American Soma is full of narrative surprises that exhibit Guz's tremendous storytelling range." -Michael Kimball, author of Dear Everybody
~ ~ ~ ~ Read a selection of excerpts below. OrderAmerican Somabelow. ~ ~ ~ ~
"American Soma continues to show Savannah’s beauty in prose, and her witty insight [into] the human experience, all told from a mind with the ability to make the reader, ponder the basic laws and truths of our world. I dare not call her work Science Fiction or Fantasy, but a genre all its own."-- D. L. Russell, Editor Strange, Weird, and Wonderful
"Guz is an innovative, witty, imaginative writer. Her stories are carefully structured—some as flash, some as letters, and some as longer stories—and powerfully executed, full of provocative images and meticulously detailed explanations." -- Catherine Harrison, JMWW
No asteroid collided with Earth. Humans did not fall victim to the post-impact atmospheric fluctuations alleged to have slain the dinosaurs. Instead, we evolved to become something entirely different. We developed and adapted, as there were certainly other factors, not detected by the era’s scientists that contributed to our new physiological morphology. If one were to suspend themselves over the great family tree of man, which begins with the Australopithecines, one might feel fortunate that we did not halt in our development as did the branches a. robustus and a.boisei.

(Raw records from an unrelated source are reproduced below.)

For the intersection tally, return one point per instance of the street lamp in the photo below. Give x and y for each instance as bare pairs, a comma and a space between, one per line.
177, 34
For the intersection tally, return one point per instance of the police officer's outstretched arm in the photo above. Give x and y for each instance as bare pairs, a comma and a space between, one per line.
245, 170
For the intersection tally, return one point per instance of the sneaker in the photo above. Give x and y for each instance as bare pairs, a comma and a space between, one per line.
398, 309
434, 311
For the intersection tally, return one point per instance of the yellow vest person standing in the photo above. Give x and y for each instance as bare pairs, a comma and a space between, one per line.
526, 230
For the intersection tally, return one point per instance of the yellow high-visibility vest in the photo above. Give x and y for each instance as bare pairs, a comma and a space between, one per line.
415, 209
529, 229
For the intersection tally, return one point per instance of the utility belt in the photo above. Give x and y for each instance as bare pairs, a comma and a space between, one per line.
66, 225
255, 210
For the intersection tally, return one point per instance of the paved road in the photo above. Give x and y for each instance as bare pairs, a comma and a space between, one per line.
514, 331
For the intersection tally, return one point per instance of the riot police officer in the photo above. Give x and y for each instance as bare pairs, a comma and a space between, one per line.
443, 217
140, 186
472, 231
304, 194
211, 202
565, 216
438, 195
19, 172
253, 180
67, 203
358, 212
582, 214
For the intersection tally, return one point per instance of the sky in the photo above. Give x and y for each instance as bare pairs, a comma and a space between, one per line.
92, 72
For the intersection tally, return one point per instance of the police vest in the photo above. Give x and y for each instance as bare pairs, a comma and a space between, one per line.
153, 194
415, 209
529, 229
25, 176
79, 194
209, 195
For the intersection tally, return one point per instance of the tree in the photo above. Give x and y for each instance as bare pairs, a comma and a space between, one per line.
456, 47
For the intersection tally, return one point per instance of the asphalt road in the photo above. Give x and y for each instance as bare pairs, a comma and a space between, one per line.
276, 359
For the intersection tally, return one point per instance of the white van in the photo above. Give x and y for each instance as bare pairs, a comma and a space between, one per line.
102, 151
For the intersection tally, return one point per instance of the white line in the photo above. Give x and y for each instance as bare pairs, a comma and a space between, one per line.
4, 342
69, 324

There was certainly every indication that humans would stop reproducing and would die out as the early hominids had done. Men’s capacity to produce egg proteins and egg cells had increased in direct proportion to their failure to manufacture sperm. And it appeared that this phenomenon would continue. Without seed, there could be no babies. But there were. There were babies in great profusion, thanks to fertility shots, to scientifically harvested spermatozoa, to the unwitting chemical enhancements brought to women in their processed yogurt, their veal cutlets, their grilled chicken and pan-seared tuna. The resulting male children all manifested an enhancement of the traits that had made their fathers so different. Even female babies began to show signs of gender dysfunction.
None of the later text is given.